Approximate Cross-validated Mean Estimates for Bayesian Hierarchical Regression Models
This method addresses the computational bottleneck of cross-validation for researchers and practitioners using Bayesian hierarchical regression models, making model evaluation more accessible.
This paper introduces a new procedure for obtaining cross-validated predictive estimates for Bayesian hierarchical regression models (BHRMs). The method avoids re-running computationally expensive estimation for each CV fold, making CV more feasible for large BHRMs by transforming the problem into an optimization task.

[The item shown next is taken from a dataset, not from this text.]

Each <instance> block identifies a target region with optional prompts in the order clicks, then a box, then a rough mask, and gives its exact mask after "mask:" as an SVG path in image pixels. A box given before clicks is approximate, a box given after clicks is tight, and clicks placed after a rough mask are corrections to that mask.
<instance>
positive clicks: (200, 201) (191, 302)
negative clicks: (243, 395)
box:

We introduce a novel procedure for obtaining cross-validated predictive estimates for Bayesian hierarchical regression models (BHRMs). Bayesian hierarchical models are popular for their ability to model complex dependence structures and provide probabilistic uncertainty estimates, but can be computationally expensive to run. Cross-validation (CV) is therefore not a common practice to evaluate the predictive performance of BHRMs. Our method circumvents the need to re-run computationally costly estimation methods for each cross-validation fold and makes CV more feasible for large BHRMs. By conditioning on the variance-covariance parameters, we shift the CV problem from probability-based sampling to a simple and familiar optimization problem. In many cases, this produces estimates which are equivalent to full CV. We provide theoretical results and demonstrate its efficacy on publicly available data and in simulations.